Lawyer-Entrepreneurs and Law as an Investment
The investment for most lawyers is three years of uni, a year of law school and several years chipping away at the bottom of the coal face…
All in the hope of raking in low-risk, peer-pounding partner salaries and, later, possibly large chunks of equity profit. There may be a more exciting alternative however.
For a new breed of lawyer-entrepreneur, the business of law is increasingly being seen as an investment opportunity of a different sort. We’ve heard about the threat of outsourcing and alternative business structures to the current shape of the profession; well these guys are already taking the chisel to it:
ABAJournal: These risk-takers speak a language investors understand. Rather than profits per partner, they talk about market share and return on invested capital. They converse as easily about finance, technology and management as finer points of law. And their enterprises produce steady returns even when unemployment soars and stock markets tank.
Some drive down costs by automating routine legal tasks. Others assemble dedicated teams of lawyers for in-house legal departments to draft simple contracts, review documents and conduct research. Still others use proprietary models to predict probable outcomes in complex commercial litigation, then contract to finance the most promising cases, freeing up corporate litigants’ capital for other uses.

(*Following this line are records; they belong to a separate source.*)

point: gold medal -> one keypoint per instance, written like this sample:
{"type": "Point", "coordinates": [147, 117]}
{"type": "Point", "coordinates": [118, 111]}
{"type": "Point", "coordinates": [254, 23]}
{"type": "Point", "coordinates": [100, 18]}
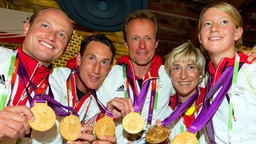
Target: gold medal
{"type": "Point", "coordinates": [185, 138]}
{"type": "Point", "coordinates": [104, 127]}
{"type": "Point", "coordinates": [133, 123]}
{"type": "Point", "coordinates": [44, 117]}
{"type": "Point", "coordinates": [70, 127]}
{"type": "Point", "coordinates": [157, 134]}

Who does this matter most to – the people who will be most affected by dramatic changes in the structure of their profession. i.e. lawyers with most of their career ahead of them. So check out the article and get up to speed.










September 12, 2010
This is a great post that will certainly have ramifications among big law firms. It seems as though the legal profession we have come to know, will be changing in the upcoming years. This entrepreneurial approach to law could see a serious increase in the near future. It will be interesting to see what this new class of lawyer-entrepreneurs is capable of.